Le 15 novembre 1917, il est décoré de la Croix de Guerre (pendant plus d’une heure, sous un violent bombardement d’obus, a permis de dégager ses camarades ensevelis dans un abri). 
Le 15 juillet 1918, au cours de l’offensive allemande, lors de la seconde bataille de la Marne, il est fait prisonnier à l’Est de Reims.
Libéré après l’armistice du 11 novembre 1918, puis affecté au régiment de Fontainebleau, il sera démobilisé le 12 juillet 1919.
Soit près de 5 ans après le déclenchement de la guerre.

Il sera distingué le 26 octobre 1937 de la Médaille Militaire, puis en septembre 1960 de la Médaille de la Marne, enfin le 28 décembre 1961 de la Légion d’Honneur (elle lui sera remise lors des commémorations de septembre 1962).

Alphonse Tellier collection SAM2G
Alphonse Tellier le 6 sept. 1964 avec le drapeau du 276e RI (Collection SAM2G)

Quel parcours pour un simple « cul-terreux » comme il se définissait trop modestement en 1972, lorsqu’il témoignera, dans l’émission de TV : « Les grandes batailles du passé : La Marne » sur les combats et les circonstances de la mort de son lieutenant Charles Péguy.
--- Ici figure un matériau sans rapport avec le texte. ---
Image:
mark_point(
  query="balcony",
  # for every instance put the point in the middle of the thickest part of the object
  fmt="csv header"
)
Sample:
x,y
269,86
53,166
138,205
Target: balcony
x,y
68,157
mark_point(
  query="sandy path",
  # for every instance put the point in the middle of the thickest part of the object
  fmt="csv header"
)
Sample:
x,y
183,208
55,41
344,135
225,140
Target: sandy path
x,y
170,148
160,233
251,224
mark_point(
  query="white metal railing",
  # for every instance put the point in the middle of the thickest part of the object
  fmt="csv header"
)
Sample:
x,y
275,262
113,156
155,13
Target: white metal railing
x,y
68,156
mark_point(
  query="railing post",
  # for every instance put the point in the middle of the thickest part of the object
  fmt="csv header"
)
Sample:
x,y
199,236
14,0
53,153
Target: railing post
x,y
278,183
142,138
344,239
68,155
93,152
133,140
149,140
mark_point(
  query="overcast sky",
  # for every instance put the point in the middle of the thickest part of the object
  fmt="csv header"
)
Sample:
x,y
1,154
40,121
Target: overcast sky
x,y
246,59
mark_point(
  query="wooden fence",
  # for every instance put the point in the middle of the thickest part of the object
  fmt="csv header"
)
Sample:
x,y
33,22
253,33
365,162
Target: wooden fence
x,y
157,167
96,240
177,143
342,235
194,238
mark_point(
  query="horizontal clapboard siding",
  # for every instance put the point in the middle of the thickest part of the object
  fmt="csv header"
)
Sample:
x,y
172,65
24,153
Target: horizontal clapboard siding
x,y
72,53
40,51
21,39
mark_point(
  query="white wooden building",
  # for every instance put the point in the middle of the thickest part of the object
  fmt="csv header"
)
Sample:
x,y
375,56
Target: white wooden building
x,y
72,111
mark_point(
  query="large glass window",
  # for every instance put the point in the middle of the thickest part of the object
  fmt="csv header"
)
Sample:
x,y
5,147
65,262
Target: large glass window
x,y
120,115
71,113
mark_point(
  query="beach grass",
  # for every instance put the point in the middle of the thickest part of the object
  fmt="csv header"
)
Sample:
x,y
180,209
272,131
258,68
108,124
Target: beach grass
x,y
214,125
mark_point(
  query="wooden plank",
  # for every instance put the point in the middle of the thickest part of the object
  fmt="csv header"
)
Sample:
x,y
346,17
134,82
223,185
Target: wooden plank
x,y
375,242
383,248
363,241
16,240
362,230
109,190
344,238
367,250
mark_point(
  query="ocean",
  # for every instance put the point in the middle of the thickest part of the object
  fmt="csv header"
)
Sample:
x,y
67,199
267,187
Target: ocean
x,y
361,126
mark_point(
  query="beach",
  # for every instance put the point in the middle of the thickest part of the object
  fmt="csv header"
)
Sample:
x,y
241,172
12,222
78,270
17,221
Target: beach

Fidèlement, chaque année, en septembre, il assistera aux commémorations de cette bataille de la Marne avec notamment la famille de Charles Péguy, ainsi que ses compagnons d’armes, dont Victor Boudon qui faisait partie de la même compagnie, et auteur du livre : « Avec mon lieutenant Péguy ».
Conseiller municipal d’Iverny, de 1945 à 1965, Alphonse Tellier est décédé le 26 janvier 1977, à près de 90 ans.
Il est inhumé avec son épouse dans le cimetière d’Iverny, non loin des tombes du capitaine Michel et du lieutenant Whitcomb, tombés ce 5 septembre 1914.

Alphonse Tellier Collection SAM2G
Mort d'Alphonse Tellier (Collection SAM2G)

Depuis le 11 novembre 2003, dans son village d’Iverny, en hommage, une rue Alphonse Tellier a été inaugurée.